Kenya and 18 other countries from Eastern, Southern and Northern Africa have intensified plans to establish a joint regional shipping line, in a move aimed at shielding their economies from global supply chain shocks and high commodity prices.

The states, meeting in Nairobi under the Maritime Organisation for Eastern, Southern and Northern Africa (MOESNA), are reviewing draft feasibility studies on the proposed shipping line. They are also examining a regional maritime cargo protocol that seeks to strengthen Africa’s control over its own maritime trade.

MOESNA Secretary-General Kassim Mpata said the initiative is intended to seal a long-standing gap in the region’s maritime capacity.
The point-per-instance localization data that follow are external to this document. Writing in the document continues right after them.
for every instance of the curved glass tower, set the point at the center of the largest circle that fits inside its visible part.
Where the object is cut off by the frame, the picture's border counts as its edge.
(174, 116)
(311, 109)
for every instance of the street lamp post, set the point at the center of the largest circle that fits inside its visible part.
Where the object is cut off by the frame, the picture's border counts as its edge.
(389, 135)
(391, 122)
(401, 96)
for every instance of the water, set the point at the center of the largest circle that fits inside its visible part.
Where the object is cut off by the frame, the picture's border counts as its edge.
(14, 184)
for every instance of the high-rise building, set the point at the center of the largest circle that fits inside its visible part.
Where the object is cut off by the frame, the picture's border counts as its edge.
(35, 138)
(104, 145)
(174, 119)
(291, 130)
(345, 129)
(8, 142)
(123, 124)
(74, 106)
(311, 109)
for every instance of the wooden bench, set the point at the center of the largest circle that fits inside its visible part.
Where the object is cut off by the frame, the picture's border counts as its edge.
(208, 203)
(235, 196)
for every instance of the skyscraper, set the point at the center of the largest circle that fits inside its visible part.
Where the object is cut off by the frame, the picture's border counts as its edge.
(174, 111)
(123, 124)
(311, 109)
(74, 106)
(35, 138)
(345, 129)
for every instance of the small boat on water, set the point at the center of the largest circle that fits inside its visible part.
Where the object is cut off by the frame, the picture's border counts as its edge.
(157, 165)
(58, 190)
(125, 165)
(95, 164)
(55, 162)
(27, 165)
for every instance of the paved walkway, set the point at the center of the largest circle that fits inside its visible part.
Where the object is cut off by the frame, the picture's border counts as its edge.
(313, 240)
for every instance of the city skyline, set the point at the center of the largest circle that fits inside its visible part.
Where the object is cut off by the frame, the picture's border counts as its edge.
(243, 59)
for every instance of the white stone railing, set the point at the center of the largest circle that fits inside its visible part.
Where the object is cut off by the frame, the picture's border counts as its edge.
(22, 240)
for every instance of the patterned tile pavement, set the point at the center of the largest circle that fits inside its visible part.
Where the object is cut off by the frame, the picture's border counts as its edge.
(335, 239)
He noted that nearly 90 per cent of Africa’s international trade is transported by sea, yet the continent continues to suffer from weak intra-regional maritime connectivity.

“This joint shipping line will enhance our ability to manage maritime trade competitively and reduce dependency on foreign vessels,” Mpata said.

Principal Secretary in the State Department for Shipping and Maritime Affairs, Aden Millah, emphasised that heavy reliance on foreign shipping lines has constrained regional trade and left African economies vulnerable to unpredictable freight pricing.

He said the proposed regional shipping line will not only stabilise shipping costs but also support the growth of local maritime sectors, enhance cargo efficiency, and improve overall trade competitiveness across the participating states.

The ongoing discussions in Nairobi mark a significant step toward establishing one of Africa’s most ambitious maritime cooperation initiatives, expected to reshape trade flows and boost economic resilience across the continent.